Приглашение было передано по телефону через чиновника и по форме ничем не отличалось от официального приказа. Терра спокойно дал согласие. Но странно, несмотря на официальность, его приглашали явиться в Меллендорфский дворец рано утром — как в тот раз.

Как и тогда, он прошел прямо в комнату хозяина дома, Мангольф опять был в пижаме и брился.

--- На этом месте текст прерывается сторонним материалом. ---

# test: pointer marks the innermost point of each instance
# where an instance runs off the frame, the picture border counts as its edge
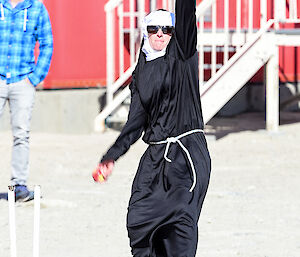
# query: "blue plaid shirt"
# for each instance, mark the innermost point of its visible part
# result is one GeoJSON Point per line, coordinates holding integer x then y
{"type": "Point", "coordinates": [20, 28]}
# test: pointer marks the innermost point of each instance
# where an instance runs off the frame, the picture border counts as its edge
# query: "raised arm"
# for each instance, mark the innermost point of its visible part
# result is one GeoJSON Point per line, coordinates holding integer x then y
{"type": "Point", "coordinates": [186, 27]}
{"type": "Point", "coordinates": [133, 129]}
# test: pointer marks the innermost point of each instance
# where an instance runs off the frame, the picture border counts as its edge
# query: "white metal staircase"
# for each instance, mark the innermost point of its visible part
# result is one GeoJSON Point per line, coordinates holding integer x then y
{"type": "Point", "coordinates": [245, 49]}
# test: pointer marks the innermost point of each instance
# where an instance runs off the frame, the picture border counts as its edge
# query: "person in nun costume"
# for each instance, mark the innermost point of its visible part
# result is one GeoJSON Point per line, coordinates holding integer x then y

— Вот и ты, — сказал он, глядя в зеркало. Но сегодня он сперва кончил бритье, времени это заняло немало. Терра терпеливо ждал стоя.

— Этого следовало ожидать! — вдруг выкрикнул Мангольф, отбросив притворство. В его возгласе были бесконечная горечь и вся доступная ему сила презрения. Терра вздрогнул. Мангольф продолжал: — Ты, наверное, никогда не поймешь, как нелепо ты жил, как позорно кончаешь. Готов присягнуть, что ты склонен считать себя трагической фигурой.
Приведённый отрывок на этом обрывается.